Dans une dépêche AFP du 27 août, on découvre que selon un sondage IFOP pour le magazine Phosphore, " 55% des 15-25 ans sont favorables à la dépénalisation du cannabis, mais 56% pour l’interdiction de la vente du tabac avant 16 ans ". On lit plus loin que tout repose sur " un échantillon représentatif de 400 personnes ".

Le sondage interroge aussi les niveaux de consommation des jeunes : 25% déclarent avoir consommé du cannabis au cours de leur vie et " 1% seulement " de l’ecstasy. Il n’y a aucune information sur la méthode mise en œuvre pour ce sondage, mais il est probable qu’elle est inadaptée car ces chiffres se révèlent nettement inférieurs à ceux obtenus depuis quelques années dans des enquêtes spécifiquement conçues pour aborder des sujets sensibles. Même la taille de l’échantillon ne saurait expliquer des pourcentages aussi faibles.

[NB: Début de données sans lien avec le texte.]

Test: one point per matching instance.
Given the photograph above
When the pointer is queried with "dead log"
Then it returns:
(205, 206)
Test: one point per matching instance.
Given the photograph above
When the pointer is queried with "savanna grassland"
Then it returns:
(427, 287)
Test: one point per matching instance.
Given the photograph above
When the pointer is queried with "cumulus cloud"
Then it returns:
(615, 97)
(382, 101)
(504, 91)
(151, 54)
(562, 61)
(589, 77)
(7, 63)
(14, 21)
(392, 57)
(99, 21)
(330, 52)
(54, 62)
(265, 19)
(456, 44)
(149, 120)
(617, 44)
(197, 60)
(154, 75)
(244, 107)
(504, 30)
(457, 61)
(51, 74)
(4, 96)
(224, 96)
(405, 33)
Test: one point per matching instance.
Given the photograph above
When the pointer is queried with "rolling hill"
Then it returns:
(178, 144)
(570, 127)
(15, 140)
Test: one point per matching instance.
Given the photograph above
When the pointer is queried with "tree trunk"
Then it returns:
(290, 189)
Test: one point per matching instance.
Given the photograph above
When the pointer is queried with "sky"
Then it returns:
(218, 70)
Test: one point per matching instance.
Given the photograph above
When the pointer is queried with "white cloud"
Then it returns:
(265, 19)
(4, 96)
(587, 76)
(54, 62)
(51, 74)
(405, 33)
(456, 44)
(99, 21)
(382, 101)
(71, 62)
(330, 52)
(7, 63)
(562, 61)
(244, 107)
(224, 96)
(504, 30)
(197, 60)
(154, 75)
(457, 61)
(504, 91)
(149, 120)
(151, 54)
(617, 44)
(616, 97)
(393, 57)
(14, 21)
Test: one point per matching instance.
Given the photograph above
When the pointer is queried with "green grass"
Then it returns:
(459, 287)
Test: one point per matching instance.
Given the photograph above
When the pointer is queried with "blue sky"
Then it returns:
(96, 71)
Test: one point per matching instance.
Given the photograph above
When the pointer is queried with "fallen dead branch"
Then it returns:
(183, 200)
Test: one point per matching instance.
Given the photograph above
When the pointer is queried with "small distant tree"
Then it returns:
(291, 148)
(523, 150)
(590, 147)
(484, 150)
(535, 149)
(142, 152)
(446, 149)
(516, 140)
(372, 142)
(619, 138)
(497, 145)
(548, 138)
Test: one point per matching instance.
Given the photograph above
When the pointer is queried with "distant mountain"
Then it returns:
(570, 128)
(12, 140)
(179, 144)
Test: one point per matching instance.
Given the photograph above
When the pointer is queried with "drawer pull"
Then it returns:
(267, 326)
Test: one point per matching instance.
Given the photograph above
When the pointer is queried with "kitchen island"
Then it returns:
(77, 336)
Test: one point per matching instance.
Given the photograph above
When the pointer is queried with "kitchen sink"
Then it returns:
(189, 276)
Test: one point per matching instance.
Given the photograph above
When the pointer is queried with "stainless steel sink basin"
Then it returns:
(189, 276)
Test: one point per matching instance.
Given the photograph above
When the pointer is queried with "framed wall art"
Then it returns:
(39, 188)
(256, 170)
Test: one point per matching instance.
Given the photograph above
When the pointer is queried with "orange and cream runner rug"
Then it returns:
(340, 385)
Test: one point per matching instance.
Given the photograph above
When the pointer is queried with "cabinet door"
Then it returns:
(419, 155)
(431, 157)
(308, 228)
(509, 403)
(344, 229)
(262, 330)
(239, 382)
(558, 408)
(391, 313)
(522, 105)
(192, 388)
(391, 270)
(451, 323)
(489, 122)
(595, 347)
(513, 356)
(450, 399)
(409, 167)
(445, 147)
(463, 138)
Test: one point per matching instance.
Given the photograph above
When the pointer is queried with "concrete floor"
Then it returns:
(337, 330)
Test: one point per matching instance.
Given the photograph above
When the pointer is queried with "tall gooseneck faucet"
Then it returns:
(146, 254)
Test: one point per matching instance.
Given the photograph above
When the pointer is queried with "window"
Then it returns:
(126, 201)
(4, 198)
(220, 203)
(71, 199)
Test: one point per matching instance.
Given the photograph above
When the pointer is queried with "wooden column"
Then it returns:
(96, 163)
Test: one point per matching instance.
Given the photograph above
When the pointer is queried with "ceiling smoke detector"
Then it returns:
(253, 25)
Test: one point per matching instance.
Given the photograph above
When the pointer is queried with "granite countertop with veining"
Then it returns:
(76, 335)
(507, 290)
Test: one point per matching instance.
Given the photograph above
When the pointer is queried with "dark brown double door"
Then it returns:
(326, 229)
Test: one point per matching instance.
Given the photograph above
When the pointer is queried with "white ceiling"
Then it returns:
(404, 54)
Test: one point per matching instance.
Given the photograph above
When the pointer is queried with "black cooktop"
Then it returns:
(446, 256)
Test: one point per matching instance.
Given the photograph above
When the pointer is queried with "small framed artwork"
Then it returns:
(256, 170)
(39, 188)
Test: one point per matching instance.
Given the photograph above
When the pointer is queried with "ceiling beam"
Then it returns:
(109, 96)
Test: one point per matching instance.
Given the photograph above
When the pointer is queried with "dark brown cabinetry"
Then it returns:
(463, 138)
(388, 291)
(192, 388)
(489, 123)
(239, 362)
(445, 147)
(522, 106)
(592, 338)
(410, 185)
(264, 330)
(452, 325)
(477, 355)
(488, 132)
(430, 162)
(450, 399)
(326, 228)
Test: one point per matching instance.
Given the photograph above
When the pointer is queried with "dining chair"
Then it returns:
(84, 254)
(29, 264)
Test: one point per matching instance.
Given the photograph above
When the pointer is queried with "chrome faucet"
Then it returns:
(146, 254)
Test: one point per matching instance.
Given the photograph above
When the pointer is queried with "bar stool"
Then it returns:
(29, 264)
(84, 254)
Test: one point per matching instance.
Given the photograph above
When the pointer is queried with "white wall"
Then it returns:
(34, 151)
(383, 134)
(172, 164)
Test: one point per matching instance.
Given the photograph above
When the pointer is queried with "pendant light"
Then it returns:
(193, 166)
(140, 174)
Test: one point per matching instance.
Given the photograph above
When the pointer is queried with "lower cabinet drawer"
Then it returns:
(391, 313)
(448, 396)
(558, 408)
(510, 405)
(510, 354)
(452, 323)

Mais le pire est à venir : " Paradoxalement, la tranche d’âge la plus concernée, celle des 15-17 ans, est la plus favorable à l’interdiction de la vente du tabac avant 16 ans (58%) ". S’il y a 400 jeunes de 15 à 25 ans dans l’échantillon, il y en a à peine une centaine de 15 à 17 ans, et le commentaire porte sur... 2 points d’écart. Même si la méthodologie était éblouissante, un tel écart serait loin d’être significatif, d’autant que le pourcentage est proche de 50%.

Ces médiocres données ne sont peut-être pas les plus néfastes qu’on ait lues sur le sujet, mais elles contribuent à mettre en péril un travail de longue haleine mené en France depuis quelques années et qui consiste à essayer d’offrir aux décideurs politiques comme au grand public des informations plutôt fiables sur les usages de drogues. Il serait utile que les lecteurs de la presse soient prévenus que cette analyse n’a à peu près aucune valeur.